What version of the stack are you on and can you provide the exact command you are running?

version info:

"version": { - 
    "number": "7.16.2",
    "build_flavor": "default",
    "build_type": "docker",
    "build_hash": "############",
    "build_date": "2021-12-18T19:42:46.604893745Z",
    "build_snapshot": false,
    "lucene_version": "8.10.1",
    "minimum_wire_compatibility_version": "6.8.0",
    "minimum_index_compatibility_version": "6.0.0-beta1"
  },

I'm using the REST API tooling in Cerebro... however that network request looks like:

curl 'https://host_name/rest/request' \
  -H 'authority: host_name' \
  -H 'accept: application/json, text/plain, */*' \
  -H 'accept-language: en-US,en;q=0.9' \
  -H 'cache-control: no-cache' \
  -H 'content-type: application/json;charset=UTF-8' \
  -H 'cookie: seerid=###########; GCP_IAP_UID=############; GCP_IAAP_AUTH_TOKEN_191E9AF5F3439174=###################' \
  -H 'origin: origin' \
  -H 'pragma: no-cache' \
  -H 'referer: referer' \
  -H 'sec-ch-ua: " Not A;Brand";v="99", "Chromium";v="101", "Opera GX";v="87"' \
  -H 'sec-ch-ua-mobile: ?0' \
  -H 'sec-ch-ua-platform: "macOS"' \
  -H 'sec-fetch-dest: empty' \
  -H 'sec-fetch-mode: cors' \
  -H 'sec-fetch-site: same-origin' \
  -H 'user-agent: Mozilla/5.0 (Macintosh; Intel Mac OS X 10_15_7) AppleWebKit/537.36 (KHTML, like Gecko) Chrome/101.0.4951.67 Safari/537.36 OPR/87.0.4390.56' \
  --data-raw '{"method":"POST","path":"index_name/_disk_usage?run_expensive_tasks=true","host":"host_name"}' \
  --compressed

What happens if you just try to curl

curl -XPOST --insecure -u "elastic:password" "https://localhost:9200/my-index/_disk_usage?run_expensive_tasks=true&pretty"

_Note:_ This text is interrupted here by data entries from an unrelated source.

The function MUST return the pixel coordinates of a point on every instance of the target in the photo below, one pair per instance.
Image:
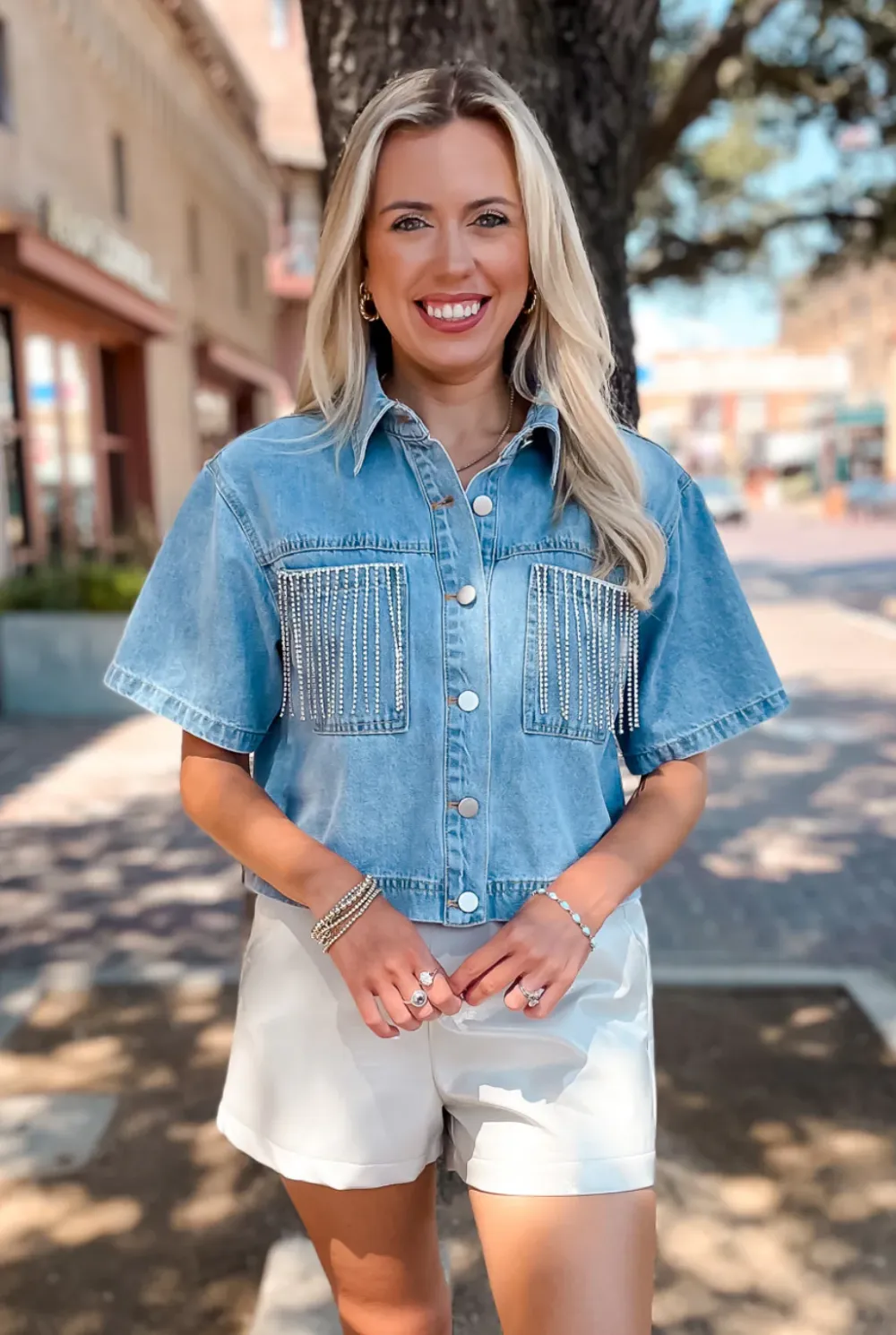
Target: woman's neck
(463, 416)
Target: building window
(15, 512)
(243, 282)
(194, 240)
(280, 23)
(57, 389)
(5, 94)
(119, 177)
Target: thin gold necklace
(462, 468)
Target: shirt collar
(377, 405)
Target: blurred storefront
(854, 311)
(756, 411)
(136, 332)
(267, 38)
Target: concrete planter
(52, 664)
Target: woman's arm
(544, 947)
(654, 824)
(223, 800)
(381, 956)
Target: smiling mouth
(450, 311)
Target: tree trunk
(582, 67)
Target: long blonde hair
(564, 349)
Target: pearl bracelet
(552, 895)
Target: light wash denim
(432, 681)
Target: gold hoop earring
(531, 302)
(366, 305)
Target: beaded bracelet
(340, 928)
(552, 895)
(338, 912)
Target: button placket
(466, 668)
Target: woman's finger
(400, 1012)
(441, 995)
(555, 992)
(517, 1000)
(372, 1015)
(477, 964)
(495, 980)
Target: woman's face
(446, 247)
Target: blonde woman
(435, 605)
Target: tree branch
(676, 256)
(699, 83)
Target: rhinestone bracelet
(552, 895)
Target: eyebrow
(422, 207)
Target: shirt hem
(162, 701)
(708, 735)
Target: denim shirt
(432, 681)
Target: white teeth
(452, 310)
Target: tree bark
(582, 65)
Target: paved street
(795, 858)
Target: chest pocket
(343, 635)
(582, 657)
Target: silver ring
(531, 997)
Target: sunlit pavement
(795, 858)
(773, 1203)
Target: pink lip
(452, 326)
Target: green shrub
(86, 588)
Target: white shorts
(555, 1107)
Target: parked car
(872, 497)
(724, 498)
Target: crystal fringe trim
(330, 615)
(588, 649)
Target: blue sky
(743, 311)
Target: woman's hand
(539, 947)
(382, 955)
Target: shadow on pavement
(29, 748)
(139, 887)
(795, 856)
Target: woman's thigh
(379, 1248)
(571, 1264)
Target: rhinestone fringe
(316, 635)
(586, 649)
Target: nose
(455, 256)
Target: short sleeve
(704, 672)
(201, 645)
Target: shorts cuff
(576, 1177)
(322, 1172)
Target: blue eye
(409, 225)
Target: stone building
(267, 38)
(136, 332)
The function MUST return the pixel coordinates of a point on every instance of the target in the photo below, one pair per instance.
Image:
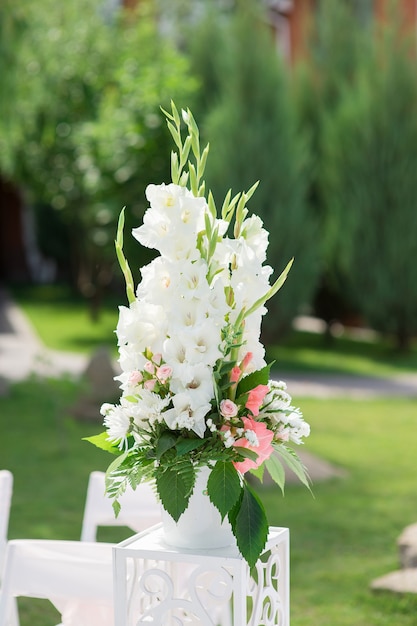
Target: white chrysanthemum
(197, 383)
(185, 415)
(149, 408)
(117, 423)
(297, 433)
(141, 324)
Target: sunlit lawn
(340, 540)
(64, 323)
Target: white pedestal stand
(165, 586)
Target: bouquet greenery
(195, 388)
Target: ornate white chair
(140, 508)
(75, 576)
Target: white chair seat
(76, 577)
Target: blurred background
(317, 99)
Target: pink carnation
(255, 398)
(264, 448)
(228, 408)
(246, 360)
(235, 374)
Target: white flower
(149, 408)
(184, 415)
(117, 422)
(250, 435)
(197, 382)
(140, 324)
(173, 221)
(255, 236)
(202, 343)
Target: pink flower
(149, 367)
(235, 374)
(164, 372)
(264, 448)
(135, 377)
(228, 408)
(157, 358)
(255, 398)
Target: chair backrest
(139, 508)
(77, 577)
(6, 489)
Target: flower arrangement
(195, 388)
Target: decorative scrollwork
(266, 606)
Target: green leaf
(165, 442)
(246, 453)
(249, 525)
(258, 472)
(260, 377)
(124, 265)
(224, 486)
(276, 470)
(174, 489)
(275, 287)
(293, 462)
(101, 441)
(183, 446)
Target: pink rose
(228, 408)
(135, 377)
(149, 367)
(164, 372)
(255, 398)
(264, 448)
(246, 360)
(235, 374)
(157, 358)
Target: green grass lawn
(340, 540)
(63, 323)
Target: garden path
(22, 353)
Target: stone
(400, 581)
(407, 547)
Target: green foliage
(340, 540)
(371, 189)
(224, 487)
(249, 524)
(175, 485)
(253, 127)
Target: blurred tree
(370, 159)
(253, 133)
(340, 42)
(80, 129)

Well I did a quick install and I got it to work
Make sure to take out the body and put it all on the URL Line

yeah, we have it running in our staging environment and the request works just fine... mostly unclear where to begin looking at the true root of the problem... the error happens in lucene, but doesn't help me understand where to look for the root (as It's unclear to me what "values" is in that nested stack trace, being un-initiated on PointValues and how to troubleshoot further around this).

same with curl... (port forwarding in this case to actual host)

 ~ curl -u elastic:<redacted> -X POST "localhost:9200/index_name/_disk_usage?run_expensive_tasks=true&pretty"

{
  "error" : {
    "root_cause" : [
      {
        "type" : "illegal_state_exception",
        "reason" : "unknown response [[index_name/id][[index_name][0]] BroadcastShardOperationFailedException[]; nested: RemoteTransportException[[index_name][#.#.#.#:9300][indices:admin/analyze_disk_usage[s]]]; nested: NullPointerException[Cannot invoke \"org.apache.lucene.index.PointValues.getMinPackedValue()\" because \"values\" is null];]"
      }
    ],
    "type" : "illegal_state_exception",
    "reason" : "unknown response [[index_name/id][[index_name][0]] BroadcastShardOperationFailedException[]; nested: RemoteTransportException[[index_name][#.#.#.#:9300][indices:admin/analyze_disk_usage[s]]]; nested: NullPointerException[Cannot invoke \"org.apache.lucene.index.PointValues.getMinPackedValue()\" because \"values\" is null];]"
  },
  "status" : 500
}

So just repeat the request works fine in your staging environment but not in your production environment.

If you run it in the Kibana DevTools you get the same error. Am I understanding that correct?

I guess the captain obvious question is what's the difference between the index in your staging and index in production?

Also, assume that index is green? There's no missing shards or etc correct?

@DavidTurner any thoughts?

A NPE is a bug (maybe in a plugin or maybe in ES itself). Please add the error_trace parameter to obtain a full stack trace, then open an issue about it on Github.

2 Likes

github submission for posterity 7.16 _disk_usage API - NullPointerException · Issue #87761 · elastic/elasticsearch · GitHub

3 Likes

This topic was automatically closed 28 days after the last reply. New replies are no longer allowed.